Molti studiosi hanno posto in risalto gli aspetti originali e le anticipazioni di Agostino come teorico dell’interpretazione e filosofo del linguaggio. Dal punto di vista dell’educazione Cristiana vanno segnalati come punti particolarmente significativi la teoria del rapporto tra l’Antico e il Nuovo Testamento, quella della pluralità dei sensi scritturistici e l’insistenza sulla preparazione linguistica (greco, latino, ebraico) per una conoscenza diretta del testo sacro. Il principio generale di esegesi è enunciato con estrema chiarezza: «L’idea fondamentale è di comprendere che la pienezza e il fine della Legge, come di tutte le divine Scritture, è l’amore, l’amore dell’Essere, di cui noi dobbiamo godere, e degli esseri che di lui possono godere con noi» (I,35,39). Non comprende la Scrittura e neppure una sua singola parte chi non sa trarre da essa un insegnamento di carità nei riguardi di Dio e del prossimo (I,36,40).
Il grande comandamento dell’amore è l’unica chiave interpretativa per leggere un testo nato per orientare la vita degli uomini nell’atto stesso di narrare una storia, colma di grandezze e di miserie, e di mostrarci «la sembianza di Dio» (Sermo 22,7). La parola di Dio è per homines nobis indicata e questa dimensione storica (De doctrina christiana II,2,3 e 5,6), unitamente alla ineffabilità di Dio, ci obbliga a prender coscienza della forza e della inadeguatezza del linguaggio per esprimerla. Anche nella Bibbia il significato letterale resta fondamentale, ma il letteralismo è di per sé disorientante e comporta esiti antropomorfici, come Agostino aveva sperimentato quando aveva tentato di superare la crisi manichea (Confessiones V,14,1; VI,4,2).
Il senso allegorico nasce dalla potenzialità di riferimento del sensibile al non sensibile, potenzialità insita nelle parole e, ancor più, nei fatti stessi inseriti nella storia della salvezza (Contra Faustum manichaeum VI,4; De doctrina christiana II,40,61,62 ecc.).

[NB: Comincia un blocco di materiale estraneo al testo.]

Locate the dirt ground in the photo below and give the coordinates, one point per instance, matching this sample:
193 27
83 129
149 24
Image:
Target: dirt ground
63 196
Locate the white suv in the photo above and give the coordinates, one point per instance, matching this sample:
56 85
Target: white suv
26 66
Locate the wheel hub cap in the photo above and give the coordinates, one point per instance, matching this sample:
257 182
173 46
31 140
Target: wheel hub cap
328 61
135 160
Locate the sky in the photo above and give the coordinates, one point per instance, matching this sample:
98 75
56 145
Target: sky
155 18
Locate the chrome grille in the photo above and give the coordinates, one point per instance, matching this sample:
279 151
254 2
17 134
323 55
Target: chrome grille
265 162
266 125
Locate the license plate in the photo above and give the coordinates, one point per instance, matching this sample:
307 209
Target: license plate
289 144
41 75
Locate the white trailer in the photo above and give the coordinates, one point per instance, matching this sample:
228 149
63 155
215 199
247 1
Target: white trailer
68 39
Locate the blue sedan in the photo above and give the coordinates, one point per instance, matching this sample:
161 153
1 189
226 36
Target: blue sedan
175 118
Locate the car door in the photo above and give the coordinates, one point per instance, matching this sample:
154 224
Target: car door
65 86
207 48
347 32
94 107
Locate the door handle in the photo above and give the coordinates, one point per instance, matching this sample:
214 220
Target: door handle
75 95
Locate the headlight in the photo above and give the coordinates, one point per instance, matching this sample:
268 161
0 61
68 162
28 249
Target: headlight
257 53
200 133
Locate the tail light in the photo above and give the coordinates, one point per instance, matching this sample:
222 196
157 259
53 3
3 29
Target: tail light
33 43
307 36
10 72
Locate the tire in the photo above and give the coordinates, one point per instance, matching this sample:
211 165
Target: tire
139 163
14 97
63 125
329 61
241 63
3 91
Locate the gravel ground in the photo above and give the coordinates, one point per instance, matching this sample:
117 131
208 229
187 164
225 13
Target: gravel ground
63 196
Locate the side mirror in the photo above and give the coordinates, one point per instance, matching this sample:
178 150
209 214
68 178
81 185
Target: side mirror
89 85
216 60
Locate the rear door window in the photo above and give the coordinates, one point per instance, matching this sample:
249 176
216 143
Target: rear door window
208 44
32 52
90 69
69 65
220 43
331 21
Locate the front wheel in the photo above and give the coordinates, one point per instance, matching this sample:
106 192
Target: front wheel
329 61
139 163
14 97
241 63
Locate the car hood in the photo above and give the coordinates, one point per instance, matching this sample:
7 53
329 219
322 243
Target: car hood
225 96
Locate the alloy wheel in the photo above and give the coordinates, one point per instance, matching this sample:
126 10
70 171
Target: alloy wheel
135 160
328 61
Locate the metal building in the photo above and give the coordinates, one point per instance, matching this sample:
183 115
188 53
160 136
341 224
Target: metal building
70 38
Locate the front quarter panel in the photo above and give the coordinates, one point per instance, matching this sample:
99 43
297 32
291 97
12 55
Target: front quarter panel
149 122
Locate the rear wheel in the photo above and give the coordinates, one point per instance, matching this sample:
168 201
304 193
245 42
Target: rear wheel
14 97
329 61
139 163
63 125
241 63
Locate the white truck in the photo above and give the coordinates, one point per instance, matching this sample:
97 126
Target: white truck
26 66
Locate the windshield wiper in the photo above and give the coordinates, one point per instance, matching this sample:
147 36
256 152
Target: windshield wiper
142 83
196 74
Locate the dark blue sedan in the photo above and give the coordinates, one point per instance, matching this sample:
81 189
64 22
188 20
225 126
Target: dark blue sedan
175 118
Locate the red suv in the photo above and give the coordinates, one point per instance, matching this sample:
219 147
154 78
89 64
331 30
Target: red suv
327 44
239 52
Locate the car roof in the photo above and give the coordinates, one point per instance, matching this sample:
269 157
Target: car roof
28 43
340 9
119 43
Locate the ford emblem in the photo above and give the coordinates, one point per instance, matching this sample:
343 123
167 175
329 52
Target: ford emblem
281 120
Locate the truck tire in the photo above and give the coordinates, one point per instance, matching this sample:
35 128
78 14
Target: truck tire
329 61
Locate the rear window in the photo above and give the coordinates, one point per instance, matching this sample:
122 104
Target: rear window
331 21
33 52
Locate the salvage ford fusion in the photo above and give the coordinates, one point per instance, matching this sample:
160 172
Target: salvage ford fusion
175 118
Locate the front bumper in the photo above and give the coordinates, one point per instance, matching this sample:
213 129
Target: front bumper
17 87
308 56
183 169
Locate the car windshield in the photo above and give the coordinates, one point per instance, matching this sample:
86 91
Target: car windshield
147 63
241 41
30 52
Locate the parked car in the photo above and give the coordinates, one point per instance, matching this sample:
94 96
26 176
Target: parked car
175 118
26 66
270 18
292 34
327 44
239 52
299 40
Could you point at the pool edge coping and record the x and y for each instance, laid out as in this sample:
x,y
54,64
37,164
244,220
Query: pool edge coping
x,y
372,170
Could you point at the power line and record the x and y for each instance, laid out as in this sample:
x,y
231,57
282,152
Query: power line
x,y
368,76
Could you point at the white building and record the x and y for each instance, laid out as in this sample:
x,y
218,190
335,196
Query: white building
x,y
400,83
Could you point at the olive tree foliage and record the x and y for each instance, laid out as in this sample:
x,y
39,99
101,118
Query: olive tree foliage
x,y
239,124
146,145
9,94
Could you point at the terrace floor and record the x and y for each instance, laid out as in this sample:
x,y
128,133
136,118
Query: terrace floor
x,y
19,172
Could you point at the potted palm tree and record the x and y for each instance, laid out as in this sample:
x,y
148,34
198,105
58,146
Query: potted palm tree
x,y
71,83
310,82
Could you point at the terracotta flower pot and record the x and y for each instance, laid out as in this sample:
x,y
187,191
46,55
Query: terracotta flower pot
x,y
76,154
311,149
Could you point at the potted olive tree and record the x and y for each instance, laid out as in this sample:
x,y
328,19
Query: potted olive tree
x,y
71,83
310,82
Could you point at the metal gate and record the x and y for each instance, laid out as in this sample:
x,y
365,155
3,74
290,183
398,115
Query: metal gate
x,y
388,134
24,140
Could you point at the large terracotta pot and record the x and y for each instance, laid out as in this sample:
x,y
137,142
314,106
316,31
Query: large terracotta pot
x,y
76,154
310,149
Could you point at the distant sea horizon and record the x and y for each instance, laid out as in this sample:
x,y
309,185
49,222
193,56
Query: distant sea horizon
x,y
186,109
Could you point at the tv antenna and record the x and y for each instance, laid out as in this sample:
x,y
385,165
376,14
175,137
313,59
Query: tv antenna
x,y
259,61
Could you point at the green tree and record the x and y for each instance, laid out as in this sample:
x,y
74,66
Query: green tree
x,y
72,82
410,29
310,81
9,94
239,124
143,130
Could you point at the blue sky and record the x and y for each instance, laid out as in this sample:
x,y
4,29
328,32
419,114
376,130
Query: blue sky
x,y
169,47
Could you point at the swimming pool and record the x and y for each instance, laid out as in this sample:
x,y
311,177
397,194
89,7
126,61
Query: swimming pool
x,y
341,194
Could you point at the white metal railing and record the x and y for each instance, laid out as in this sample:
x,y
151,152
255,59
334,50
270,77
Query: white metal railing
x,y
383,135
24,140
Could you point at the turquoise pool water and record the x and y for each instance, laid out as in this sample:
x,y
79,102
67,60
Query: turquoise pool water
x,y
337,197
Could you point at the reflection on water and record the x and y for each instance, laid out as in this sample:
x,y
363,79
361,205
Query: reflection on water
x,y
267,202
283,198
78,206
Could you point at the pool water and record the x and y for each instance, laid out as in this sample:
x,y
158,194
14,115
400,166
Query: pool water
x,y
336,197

Cristo non vanifica l’Antico Testamento, ma il suo rivestimento (velamen), di modo che attraverso Cristo si comprende, si disvela, ciò che senza di lui resterebbe oscuro e coperto (De utilitate credendi III,9). Non solo il paganesimo, ma anche la religione ebraica sono, sia pure in modi diversi, sotto la schiavitù del segno; la christiana libertas distrugge i signa inutilia dei pagani, annullando l’idolatria, e aiuta gli ebrei a scoprire ciò che semplifica, unificandola, l’intera rivelazione (De doctrina christiana III,6,10 e 7,11). Pascal sintetizzerà assai bene il pensiero di Agostino nel celebre frammento 740: «Gesù Cristo, a cui i due Testamenti mirano, l’Antico come alla sua aspettativa, il Nuovo come al suo modello, tutti e due come al loro centro». Costante in Agostino è l’affermazione del pluralismo ermeneutico, fondato sulla inesaustività della parola biblica (De Genesi ad litteram imperfectus liber IV,17). La possibilità dei sensa plura è intesa come ricorso a modi diversi di spiegare testi diversi e come possibilità feconda di trarre dalle medesime parole della Scrittura non uno, ma due o più significati purché si armonizzino con altri passi del testo sacro (De doctrina christiana III,27,38). «Dio adattò la Sacra Scrittura all’intelligenza dei molti che vi avrebbero trovato significati molteplici e veri» (Conf. XII, 31, 1). La polivalenza legittima di un medesimo testo ci dispone a cogliere apporti molteplici e convergenti e ci aiuta a comprendere meglio anche i passi oscuri della Bibbia. Agostino è convinto, anche sulla base della sua personale esperienza, che la facilità stanca e un eccesso di chiarezza ci rende indifferenti (De doctrina christiana II,6,7). La comparazione, invece, suscita interesse. Sempre per esperienza afferma che sono conosciute con più piacere le cose che sono state cercate con una certa difficoltà (II,6,8) e trovate da noi stessi (II,7,9).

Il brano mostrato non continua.